Paura in Russia, pioggia di meteoriti: danni e 1200 feriti, 200 sono bambini

Secondo l'Accademia delle Scienze russa, la massa del meteorite era di circa 10 tonnellate: è entrato nell'atmosfera alla velocità di 15-20 km al secondo, e si è distrutto all'altezza di 30-50 km. Tre schegge sono già state individuate, annuncia il ministero degli Interni, nei distretti circostanti di Chebarkul e di Zlatust. "Era un bolide luminoso, un oggetto di molte tonnellate - ha spiegato Sergei Smirnov, un astronomo dell'osservatorio -. E' andato in pezzi mentre cadeva". Smirnov ha anche riferito che, grazie ai molti video girati da terra, sarà possibile calcolare con precisione la traiettoria che il bolide ha seguito. Secondo Nikolai Zheleznov, esperto dell'Accademia delle Scienze russa, il meteorite doveva essere "abbastanza largo di diametro, forse diversi metri". Tre schegge sono già state individuate, annuncia il ministero degli Interni, nei distretti circostanti di Chebarkul e di Zlatust.
Quasi mille i feriti - La pioggia di frammenti ha costretto 1200 persone a ricorrere alle cure mediche. Lo ha reso noto il ministero dell'Interno russo, sottolineando che tra loro ci sono almeno 200 bambini. Gran parte dei feriti sono stati colpiti da vetri delle finestre infranti dall'impatto. "C'è stata una pioggia di meteoriti, senza caduta di frammenti a terra - ha detto a Interfax un portavoce locale del Ministero delle situazioni d'emergenza - un meteorite è esploso sopra la regione di Tchelibinsk. L'onda d'urto ha scosso i vetri in diverse località. Alle 11 locali (le 6 italiane) abbiamo ricevuto numerose chiamate per traumi, tagli e contusioni". Le autorità locali avevano in precedenza riferito di quattro persone ferite a Chelyabinsk da schegge di vetro, con l'onda d'urto che aveva divelto le finestre di diversi palazzi.
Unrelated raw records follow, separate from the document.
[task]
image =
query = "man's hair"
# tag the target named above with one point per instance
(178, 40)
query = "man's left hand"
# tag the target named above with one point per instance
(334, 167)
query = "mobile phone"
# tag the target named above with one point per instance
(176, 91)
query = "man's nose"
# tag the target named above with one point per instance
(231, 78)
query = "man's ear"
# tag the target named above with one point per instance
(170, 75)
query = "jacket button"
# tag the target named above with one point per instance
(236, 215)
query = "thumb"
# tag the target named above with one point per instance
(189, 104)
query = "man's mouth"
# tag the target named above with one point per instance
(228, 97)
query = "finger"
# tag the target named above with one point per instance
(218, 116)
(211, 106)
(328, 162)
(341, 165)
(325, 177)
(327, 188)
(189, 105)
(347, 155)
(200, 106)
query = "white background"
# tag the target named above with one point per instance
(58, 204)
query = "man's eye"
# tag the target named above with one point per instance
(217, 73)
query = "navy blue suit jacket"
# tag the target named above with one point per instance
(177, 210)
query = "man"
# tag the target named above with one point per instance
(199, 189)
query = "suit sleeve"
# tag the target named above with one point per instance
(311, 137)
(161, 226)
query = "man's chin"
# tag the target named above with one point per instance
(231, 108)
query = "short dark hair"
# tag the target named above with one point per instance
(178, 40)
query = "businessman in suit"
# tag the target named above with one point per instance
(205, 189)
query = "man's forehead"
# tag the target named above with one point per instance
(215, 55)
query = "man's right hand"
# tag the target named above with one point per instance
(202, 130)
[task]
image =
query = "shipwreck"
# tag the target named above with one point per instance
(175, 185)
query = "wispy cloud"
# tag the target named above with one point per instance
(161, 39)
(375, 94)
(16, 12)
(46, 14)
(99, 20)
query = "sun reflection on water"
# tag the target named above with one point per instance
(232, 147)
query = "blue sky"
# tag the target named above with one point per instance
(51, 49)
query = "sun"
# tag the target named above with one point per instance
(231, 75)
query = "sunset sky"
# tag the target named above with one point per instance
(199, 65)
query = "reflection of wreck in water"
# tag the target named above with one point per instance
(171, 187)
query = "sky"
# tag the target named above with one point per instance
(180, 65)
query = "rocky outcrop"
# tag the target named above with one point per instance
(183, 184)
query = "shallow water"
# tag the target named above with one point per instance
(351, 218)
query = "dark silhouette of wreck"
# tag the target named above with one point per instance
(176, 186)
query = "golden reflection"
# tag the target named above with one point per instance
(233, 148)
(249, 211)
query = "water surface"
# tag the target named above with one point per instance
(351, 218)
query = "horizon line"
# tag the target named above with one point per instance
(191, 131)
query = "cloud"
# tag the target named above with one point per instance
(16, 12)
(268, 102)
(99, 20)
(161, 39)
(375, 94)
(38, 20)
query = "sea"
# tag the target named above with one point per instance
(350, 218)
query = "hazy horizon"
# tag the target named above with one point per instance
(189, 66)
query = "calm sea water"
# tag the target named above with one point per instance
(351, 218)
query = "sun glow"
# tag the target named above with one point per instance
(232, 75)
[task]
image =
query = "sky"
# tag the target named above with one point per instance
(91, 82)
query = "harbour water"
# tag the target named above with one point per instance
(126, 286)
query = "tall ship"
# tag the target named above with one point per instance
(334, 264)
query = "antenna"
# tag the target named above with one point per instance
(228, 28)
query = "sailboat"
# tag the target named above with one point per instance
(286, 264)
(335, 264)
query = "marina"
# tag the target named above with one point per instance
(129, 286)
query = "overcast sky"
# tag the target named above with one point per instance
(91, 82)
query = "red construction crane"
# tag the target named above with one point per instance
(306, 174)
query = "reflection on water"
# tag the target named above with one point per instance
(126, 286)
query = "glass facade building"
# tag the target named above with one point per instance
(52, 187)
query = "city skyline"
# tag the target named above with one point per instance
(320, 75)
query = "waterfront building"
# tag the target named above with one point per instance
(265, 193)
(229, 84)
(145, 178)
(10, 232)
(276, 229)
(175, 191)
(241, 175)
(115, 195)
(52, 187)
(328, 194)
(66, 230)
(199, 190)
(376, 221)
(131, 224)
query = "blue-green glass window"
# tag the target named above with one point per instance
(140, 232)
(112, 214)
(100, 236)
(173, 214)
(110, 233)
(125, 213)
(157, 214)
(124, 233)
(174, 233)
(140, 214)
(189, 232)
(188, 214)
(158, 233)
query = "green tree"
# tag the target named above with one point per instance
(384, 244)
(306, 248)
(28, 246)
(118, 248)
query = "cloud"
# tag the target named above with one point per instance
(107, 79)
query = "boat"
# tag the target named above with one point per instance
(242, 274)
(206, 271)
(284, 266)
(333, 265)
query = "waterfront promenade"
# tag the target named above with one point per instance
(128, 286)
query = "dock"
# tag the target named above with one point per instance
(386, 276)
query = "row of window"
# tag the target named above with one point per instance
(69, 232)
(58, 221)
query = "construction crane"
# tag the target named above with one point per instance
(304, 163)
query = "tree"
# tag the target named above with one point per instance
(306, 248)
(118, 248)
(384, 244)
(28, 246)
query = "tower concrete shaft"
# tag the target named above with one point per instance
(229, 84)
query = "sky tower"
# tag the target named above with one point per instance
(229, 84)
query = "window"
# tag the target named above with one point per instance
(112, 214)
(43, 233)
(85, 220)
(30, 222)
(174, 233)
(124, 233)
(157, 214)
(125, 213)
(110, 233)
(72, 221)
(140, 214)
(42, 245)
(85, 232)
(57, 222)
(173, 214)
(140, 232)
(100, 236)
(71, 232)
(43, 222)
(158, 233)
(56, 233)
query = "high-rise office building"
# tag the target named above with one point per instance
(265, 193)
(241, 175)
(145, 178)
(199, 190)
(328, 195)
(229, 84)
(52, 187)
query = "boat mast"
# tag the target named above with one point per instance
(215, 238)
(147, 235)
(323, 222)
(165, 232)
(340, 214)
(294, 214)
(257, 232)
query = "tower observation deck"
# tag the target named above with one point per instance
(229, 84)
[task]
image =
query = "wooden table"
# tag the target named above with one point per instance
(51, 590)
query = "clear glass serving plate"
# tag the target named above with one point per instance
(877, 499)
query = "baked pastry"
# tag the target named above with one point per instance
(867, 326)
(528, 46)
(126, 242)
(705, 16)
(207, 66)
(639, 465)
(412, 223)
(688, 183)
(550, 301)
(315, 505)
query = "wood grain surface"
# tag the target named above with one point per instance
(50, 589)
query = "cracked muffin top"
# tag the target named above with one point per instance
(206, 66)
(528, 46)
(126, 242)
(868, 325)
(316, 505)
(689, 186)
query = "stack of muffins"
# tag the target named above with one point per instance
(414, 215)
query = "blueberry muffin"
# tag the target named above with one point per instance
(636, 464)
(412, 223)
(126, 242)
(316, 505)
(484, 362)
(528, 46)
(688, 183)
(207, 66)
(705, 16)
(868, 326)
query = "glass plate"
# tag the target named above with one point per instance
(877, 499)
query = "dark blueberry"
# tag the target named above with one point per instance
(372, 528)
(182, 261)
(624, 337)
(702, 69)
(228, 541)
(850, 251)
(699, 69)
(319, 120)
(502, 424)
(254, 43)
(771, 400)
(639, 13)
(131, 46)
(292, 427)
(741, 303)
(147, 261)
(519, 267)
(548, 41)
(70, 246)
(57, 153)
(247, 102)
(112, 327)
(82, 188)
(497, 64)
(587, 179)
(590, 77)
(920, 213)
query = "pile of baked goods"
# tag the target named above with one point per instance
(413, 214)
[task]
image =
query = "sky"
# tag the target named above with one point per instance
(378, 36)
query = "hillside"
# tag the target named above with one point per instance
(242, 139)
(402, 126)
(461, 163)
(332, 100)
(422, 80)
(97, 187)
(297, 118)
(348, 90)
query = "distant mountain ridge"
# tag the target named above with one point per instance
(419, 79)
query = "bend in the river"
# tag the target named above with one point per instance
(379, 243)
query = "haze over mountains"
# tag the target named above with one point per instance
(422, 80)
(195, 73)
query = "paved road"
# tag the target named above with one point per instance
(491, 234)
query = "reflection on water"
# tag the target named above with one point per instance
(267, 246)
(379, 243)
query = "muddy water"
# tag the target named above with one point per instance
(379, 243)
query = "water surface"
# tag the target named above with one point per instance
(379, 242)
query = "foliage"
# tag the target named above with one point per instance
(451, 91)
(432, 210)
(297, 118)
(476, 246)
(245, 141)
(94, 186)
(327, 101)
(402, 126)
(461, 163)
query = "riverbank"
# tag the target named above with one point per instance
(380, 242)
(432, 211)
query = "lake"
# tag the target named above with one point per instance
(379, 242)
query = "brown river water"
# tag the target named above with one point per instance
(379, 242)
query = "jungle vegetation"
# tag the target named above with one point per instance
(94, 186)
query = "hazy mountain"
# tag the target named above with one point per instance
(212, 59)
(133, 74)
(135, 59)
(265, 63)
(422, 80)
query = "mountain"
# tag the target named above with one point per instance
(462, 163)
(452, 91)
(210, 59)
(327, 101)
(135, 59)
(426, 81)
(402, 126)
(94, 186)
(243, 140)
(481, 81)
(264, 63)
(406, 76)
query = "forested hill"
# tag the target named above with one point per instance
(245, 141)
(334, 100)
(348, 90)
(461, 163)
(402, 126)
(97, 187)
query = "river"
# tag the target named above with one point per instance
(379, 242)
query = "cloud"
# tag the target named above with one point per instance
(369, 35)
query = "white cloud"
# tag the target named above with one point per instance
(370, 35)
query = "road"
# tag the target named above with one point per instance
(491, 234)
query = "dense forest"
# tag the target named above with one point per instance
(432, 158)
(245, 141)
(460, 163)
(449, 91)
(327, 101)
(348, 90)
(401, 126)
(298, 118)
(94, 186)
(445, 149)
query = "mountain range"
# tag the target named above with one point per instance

Test armi Usa o un Ufo? -  Sulla natura dell’oggetto esploso c'è come sempre chi non si fida delle dichiarazioni ufficiali. Niente pioggia di meteoriti sugli Urali, bensì un test di armamenti realizzato dagli americani per "provocare guerre". Ne è convinto il politico nazionalista russo Vladimir Zhirinovski. "Quelle non sono meteore che cadono, ma un test di nuove armi americane" ha commentato l'incidente il leader del Partito liberal-democratico russo, citato dall'agenzia Ria Novosti, non nuovo a esternazioni scandalose. Lo spazio esterno ha le sue leggi, ha aggiunto Zhirinovski, " Se [qualcosa] cade là fuori, è fatto da persone concrete, istigatori di guerre, sabotatori".  La posizione del governo è quella della pioggia di frammenti di meteoriti, ma c’è anche chi parla di Ufo, o di un incidente militare che ha visto dei caccia militari costretti ad intervenire per abbattere un razzo, o un missile. In moltissimi hanno trovato un immediato collegamento con l’asteroide 2012 DA14, che passerà in prossimità della Terra. La roccia entrata nell’atmosfera potrebbe infatti essere un frammento dell’asteroide attratto dalla forza di gravità terrestre.
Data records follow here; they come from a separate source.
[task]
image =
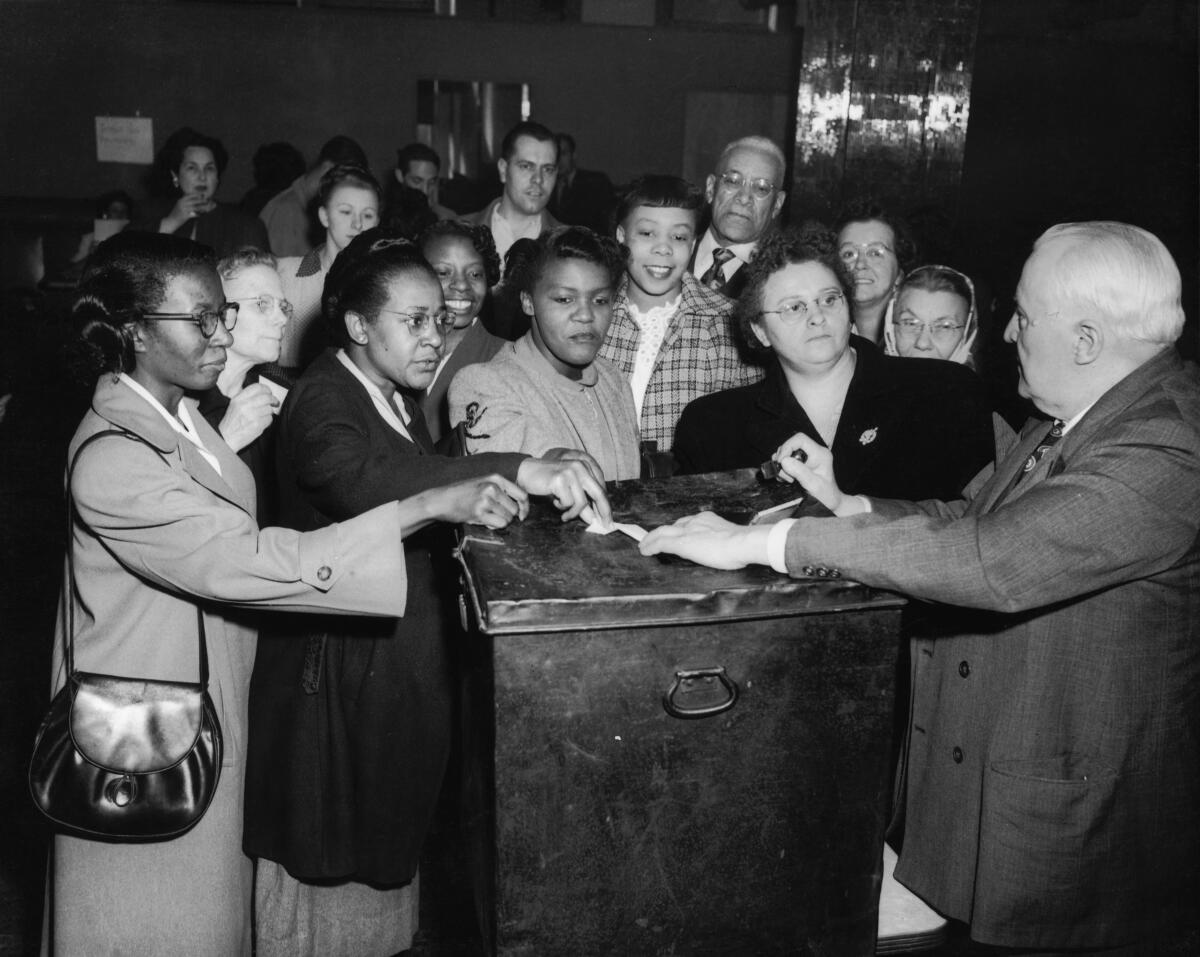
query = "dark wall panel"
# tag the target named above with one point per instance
(257, 73)
(1081, 110)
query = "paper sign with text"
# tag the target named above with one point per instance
(125, 139)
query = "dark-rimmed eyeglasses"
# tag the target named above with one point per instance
(798, 310)
(419, 323)
(225, 314)
(939, 329)
(267, 302)
(732, 181)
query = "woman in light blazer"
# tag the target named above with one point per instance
(165, 523)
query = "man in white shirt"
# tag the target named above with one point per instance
(528, 167)
(745, 194)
Putin preoccupato - Impegnato nel G20 a Mosca si è detto preoccupato criticando velatamente i sistemi di allerta "non del tutto efficaci", e chiedendo alle autorità di fornire maggiore aiuto ai cittadini. Mentre il premier Dmitri Medvedev dal Forum Economico di Krasnoyarsk ha commentato: "è la prova che non solo l'economia è vulnerabile, ma l'intero pianeta". Chiuse scuole e asili nella regione. Inviati sul posto 10mila agenti di polizia e 20mila uomini della Protezione Civile. Panico tra i malcapitati, alcuni dei quali hanno temuto una "fine del mondo" in ritardo sul calendario Maya; ma anche ironia sul web: "E' un segnale per Putin: dopo il papa, deve dimettersi". Non mancano le teorie del complotto: per il leader nazionalista Vladimir Zhirinovski non di meteoriti si tratta, ma del collaudo di una nuova arma realizzato dagli americani, "provocatori guerrafondai".
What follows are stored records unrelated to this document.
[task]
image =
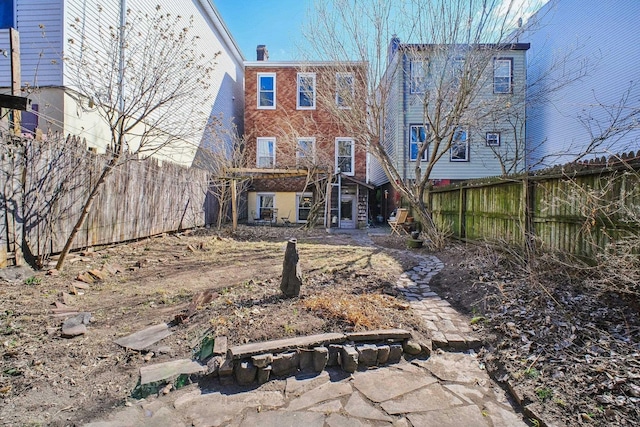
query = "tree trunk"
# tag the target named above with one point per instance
(291, 274)
(86, 208)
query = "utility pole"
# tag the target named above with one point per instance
(14, 43)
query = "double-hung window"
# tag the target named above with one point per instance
(493, 139)
(502, 75)
(306, 91)
(267, 91)
(417, 138)
(306, 151)
(265, 204)
(266, 152)
(345, 90)
(345, 159)
(460, 146)
(419, 75)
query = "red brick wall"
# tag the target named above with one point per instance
(286, 123)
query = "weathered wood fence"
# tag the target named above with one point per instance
(578, 209)
(44, 184)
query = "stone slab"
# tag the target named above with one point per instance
(455, 367)
(452, 417)
(431, 398)
(283, 419)
(142, 339)
(379, 335)
(396, 383)
(163, 371)
(360, 408)
(327, 391)
(277, 346)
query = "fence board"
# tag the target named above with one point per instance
(579, 213)
(140, 198)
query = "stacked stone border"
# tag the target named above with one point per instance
(259, 362)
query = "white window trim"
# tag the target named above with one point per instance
(353, 89)
(259, 197)
(298, 196)
(353, 155)
(266, 107)
(426, 152)
(510, 62)
(312, 155)
(467, 144)
(298, 106)
(265, 138)
(497, 139)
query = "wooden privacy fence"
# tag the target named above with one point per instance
(45, 183)
(581, 209)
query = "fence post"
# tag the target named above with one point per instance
(462, 232)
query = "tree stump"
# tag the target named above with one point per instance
(291, 274)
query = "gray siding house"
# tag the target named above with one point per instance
(585, 63)
(490, 136)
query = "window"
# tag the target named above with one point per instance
(267, 91)
(6, 14)
(266, 153)
(457, 71)
(306, 91)
(419, 75)
(502, 75)
(344, 156)
(417, 137)
(344, 90)
(265, 204)
(460, 146)
(306, 151)
(304, 201)
(493, 139)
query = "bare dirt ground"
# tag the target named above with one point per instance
(46, 379)
(570, 353)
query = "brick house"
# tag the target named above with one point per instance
(302, 159)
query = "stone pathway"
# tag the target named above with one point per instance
(448, 389)
(448, 328)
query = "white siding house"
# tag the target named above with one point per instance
(45, 33)
(600, 42)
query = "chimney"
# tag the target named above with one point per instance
(263, 53)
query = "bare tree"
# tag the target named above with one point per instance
(146, 80)
(457, 42)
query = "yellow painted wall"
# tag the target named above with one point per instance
(285, 202)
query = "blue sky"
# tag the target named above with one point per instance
(275, 23)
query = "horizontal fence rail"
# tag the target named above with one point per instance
(578, 210)
(45, 183)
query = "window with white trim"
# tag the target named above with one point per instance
(304, 202)
(502, 75)
(306, 91)
(345, 159)
(266, 152)
(419, 75)
(493, 139)
(264, 204)
(267, 91)
(459, 151)
(6, 14)
(306, 151)
(417, 137)
(345, 90)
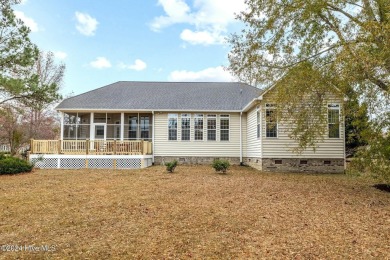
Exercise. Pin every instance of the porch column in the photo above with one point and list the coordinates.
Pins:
(240, 137)
(91, 129)
(153, 137)
(62, 126)
(122, 125)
L'agenzia spaziale russa si difende  - Come ad anticipare eventuali polemiche sulla mancata previsione della caduta di un meteorite, l'ente statale ha chiarito che è "difficile" da preconizzare l'entrata in atmosfera e la caduta sulla superficie terrestre di bolidi spaziali. "Sulla base delle informazioni disponibili, l'oggetto non era registrato dai sistemi d'osservazione russo o stranieri a terra a causa delle sue particolari caratteristiche di movimento", ha spiegato Roscosmos all'agenzia di stampa Interfax. "L'ingresso di tali oggetti in atmosfera - ha precisato - è accidentale ed è attualmente difficile da prevedere". Roscosmos ha comunque chiarito che il bolide caduto su Chelyabinsk non è di fattura umana e si muoveva a una velocità di 30 chilometri al secondo.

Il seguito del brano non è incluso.